03/18 14:21:57 - mmengine - WARNING - Failed to search registry with scope "mmdet" in the "function" registry tree. As a workaround, the current "function" registry in "mmengine" is used to build instance. This may cause unexpected failure when running the built modules. Please check whether "mmdet" is a correct scope, or whether the registry is initialized.
/home/user/.pyenv/versions/mmdet/lib/python3.10/site-packages/mmengine/visualization/visualizer.py:196: UserWarning: Failed to add <class 'mmengine.visualization.vis_backend.LocalVisBackend'>, please provide the `save_dir` argument.
  warnings.warn(f'Failed to add {vis_backend.__class__}, '
[nltk_data] Downloading package punkt to ~/nltk_data...
[nltk_data]   Package punkt is already up-to-date!
[nltk_data] Downloading package averaged_perceptron_tagger to
[nltk_data]     ~/nltk_data...
[nltk_data]   Package averaged_perceptron_tagger is already up-to-
[nltk_data]       date!
noun_phrases: ['bench', 'car', 'person', 'orange', 'bicycle']
/home/user/.pyenv/versions/mmdet/lib/python3.10/site-packages/torch/functional.py:504: UserWarning: torch.meshgrid: in an upcoming release, it will be required to pass the indexing argument. (Triggered internally at ../aten/src/ATen/native/TensorShape.cpp:3526.)
  return _VF.meshgrid(tensors, **kwargs)  # type: ignore[attr-defined]
/home/user/.pyenv/versions/mmdet/lib/python3.10/site-packages/mmcv/cnn/bricks/transformer.py:524: UserWarning: position encoding of key ismissing in MultiheadAttention.
  warnings.warn(f'position encoding of key is'

Is that correct?

gurkirt commented 6 months ago

@vakker did you solve it?

vakker commented 6 months ago

@gurkirt no, but I opened another issue #11583 as it seems to be a separate problem. It's actually unclear to me whether this is an actual issue at this point.

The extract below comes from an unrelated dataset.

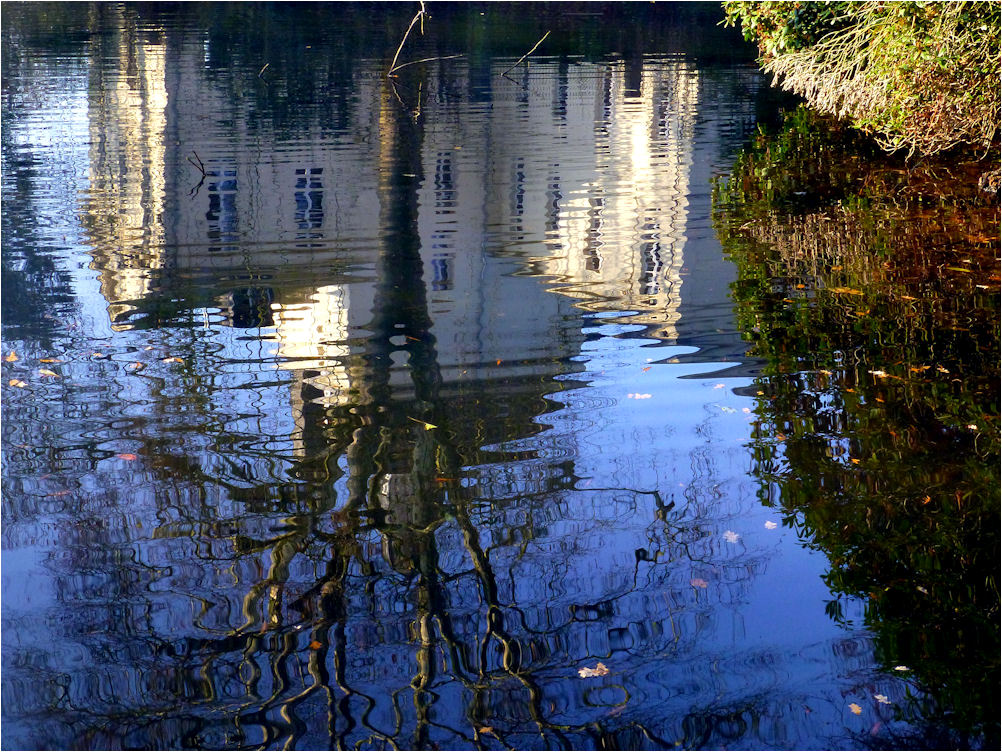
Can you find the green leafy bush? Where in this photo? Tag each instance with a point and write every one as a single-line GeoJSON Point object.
{"type": "Point", "coordinates": [922, 76]}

gurkirt commented 6 months ago

I guess position embeddings are fixed and computed on the fly, there is no need to store them. It might have been part of the parameters that's why it got stored in those models.

vakker commented 6 months ago

Maybe that's the case. Also note, that there's this warning during the forward pass: /home/user/.pyenv/versions/mmdet/lib/python3.10/site-packages/mmcv/cnn/bricks/transformer.py:524: UserWarning: position encoding of key ismissing in MultiheadAttention. It might be related?